Frequently Asked Questions
Q: How to set up an AI red teaming pipeline step by step in 2026?
A: Map your attack surface to OWASP LLM Top 10 and MITRE ATLAS. Run Promptfoo for breadth, PyRIT for multi-turn depth, Garak for targeted probes. Score findings by severity. Retest after every prompt or model change.
Q: How to use Promptfoo for LLM vulnerability testing?
A: Configure a YAML with your endpoint, select a framework preset like owasp:llm, and run the scan. Review the report for severity-ranked findings. Pin your version — the pending OpenAI acquisition may shift release cadence.
Q: When should you red team an AI model instead of running standard evaluations?
A: Standard evals measure accuracy on expected inputs. Red teaming measures resilience against intentional misuse. If your system handles user-facing text, accesses tools, or processes sensitive data, red team before deployment.
Your Spec Artifact
By the end of this guide, you should have:
- An attack surface map linking your system’s features to OWASP LLM Top 10 and MITRE ATLAS categories
- A tool selection matrix matching each threat category to Promptfoo, PyRIT, or Garak
- A scoring rubric with four severity levels and retest criteria for each
Your Implementation Prompt
Copy this into your AI coding tool. Replace the bracketed placeholders with your system’s values.

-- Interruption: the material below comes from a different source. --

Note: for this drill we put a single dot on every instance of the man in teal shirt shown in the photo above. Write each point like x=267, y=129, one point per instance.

You are building a red team testing pipeline for an LLM application.
## Target System
- Endpoint: [your LLM API endpoint URL]
- Authentication: [API key method or auth header format]

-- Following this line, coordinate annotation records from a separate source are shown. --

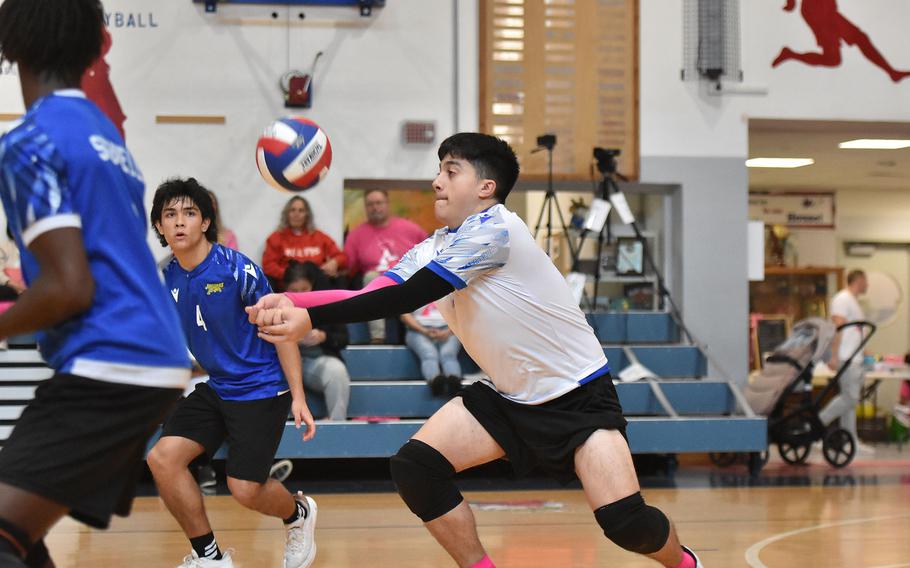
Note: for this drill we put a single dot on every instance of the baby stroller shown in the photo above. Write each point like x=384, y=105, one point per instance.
x=793, y=421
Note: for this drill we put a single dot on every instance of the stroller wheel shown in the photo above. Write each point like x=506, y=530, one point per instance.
x=839, y=447
x=723, y=459
x=793, y=454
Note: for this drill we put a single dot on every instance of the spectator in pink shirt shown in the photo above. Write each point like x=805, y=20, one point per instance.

- Model: [model name and version]
- System prompt location: [how the system prompt is loaded — env var, config file, inline]

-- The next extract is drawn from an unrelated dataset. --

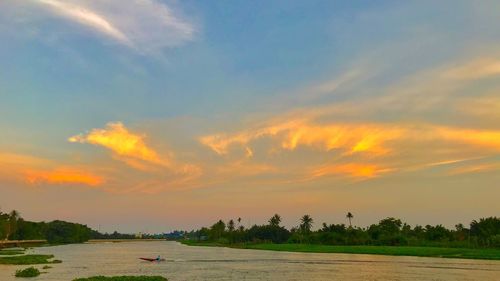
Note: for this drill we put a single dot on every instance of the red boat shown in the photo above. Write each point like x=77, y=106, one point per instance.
x=150, y=259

## Attack Surface (from OWASP/ATLAS mapping)
- Priority threat categories: [your top 3-5 from the taxonomy map, e.g., "prompt injection, system prompt leakage, tool misuse"]
- Modalities to test: [text only / text + image / text + audio]
- Tool-use surface: [list any tools or APIs the model can call]
## Pipeline Layers
1. Breadth scan: Configure Promptfoo with the [owasp:llm / mitre:atlas / nist:ai:measure] preset targeting the endpoint above. Output: severity-ranked findings per OWASP category.
2. Depth testing: For each critical finding from layer 1, configure PyRIT orchestrators — use [Crescendo / TAP / Skeleton Key] based on the attack type. Output: multi-turn attack transcripts with success/failure scoring.
3. Targeted probing: For specific hypotheses from layers 1-2, configure Garak probes from the [relevant probe family, e.g., packagehallucination, promptinject, encoding]. Output: per-probe pass/fail results.
## Scoring Rubric
- Critical: [your criteria — e.g., "system prompt extraction, PII leakage, unauthorized tool execution"]
- High: [your criteria — e.g., "consistent jailbreak, harmful hallucination"]
- Medium: [your criteria — e.g., "partial info leak, inconsistent guardrail enforcement"]
- Low: [your criteria — e.g., "edge-case toxicity, style violations"]
## Constraints
- Never run against production without [rate limiter / staging proxy]
- Store all findings in [JSON / JSONL / database]
- Retest cadence: [after every prompt change / weekly / per release]
Generate the configuration files for each pipeline layer, a scoring aggregation script, and a retest checklist.
Ship It
You now have a three-layer framework: map the surface, match tools to threats, score what you find. The mental model transfers to any LLM deployment — swap the tools, keep the structure. Every red team finding is a spec line you forgot to write.